妙心寺教会
守護神(稲荷大明神 2)
老尼のお話の部屋
平成22年8月1日
【守護神とは、一般には国家や地域社会、個人を守る神・諸尊等を言います。】
(3)岡山県 最上稲荷 妙経寺
 寺伝によれば、報恩大師が天平勝宝4年(752)に孝謙天皇の病気平癒の祈願の折りに、「最
上位経王菩薩を感得し祈願成就。

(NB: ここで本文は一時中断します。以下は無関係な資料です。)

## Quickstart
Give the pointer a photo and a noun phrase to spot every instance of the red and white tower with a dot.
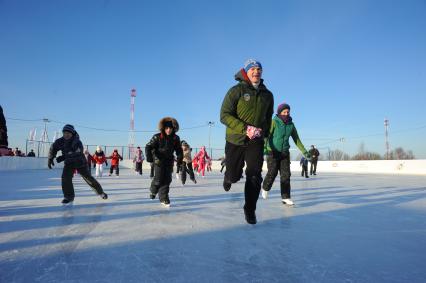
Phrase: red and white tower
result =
(132, 124)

次に桓武天皇の病気平癒の祈願も成就したので、寺院寄進
の申し出がありました。
 大師が霊地を求めていたある日、最上位経王大菩薩より、
「備中国、龍王山麓に堂宇を建立すべし」
との宣告を受け、天皇に進言して、早速に祈願所として創建されたとあります。
 平成21年7月24日に、日蓮宗に復帰しました。
 霊験あらたかとして知られ、毎年の初詣には60万人もの人が参拝に来るそうです。

【行田の最上稲荷】
 行田市宮本町に、町内の火除けの守護神として最上位稲荷が祭祀されています。
 由来は、宮本町在住のS氏が病気になり、私の母である日祥大法尼の所へ祈祷を頼みに来
ました。すると、最上位稲荷の使いが出現し
「私は明治43年の大洪水の時、此の地に流れ着いたのである。私を祭祀してくれれば、此の地
に火事を出さないように守る。」
と誓いました。
 当時、行田では「火事と言えば宮本町」と言われるほど、火事が多かったのです。早速に町内
を調べたところ、N家に御神体があることが判りました。そこで、町内で相談し、N家の一角に町
内の守護神として祭祀することになりました。
 昭和9年初午の時、蓮華寺の住職田中謙周上人により、開眼祭祀されたのです。
 それ以来、私の知る限りでは宮本町に火事は起こっていません。
 現在は、道路拡張に伴い、町内の集会所地内に移転されています。
《明治43年に流れ着いたという御神体。金属製で子狐がいます。》    《勧請板には昭和九年と書かれています。》


【初午】
 稲荷様は、農村では五穀豊饒を守る田の神、漁村では豊漁の神、それがやがて商売繁盛や
開運出世と、あらゆる方面に万能の神として崇められるようになりました。
 初午の日に、お稲荷さんのお祭りをするのは、秦氏が伏見稲荷に祭神を鎮座したのが、和銅
3年(711)の初午の日なので、この日を縁日とするようになったと言われています。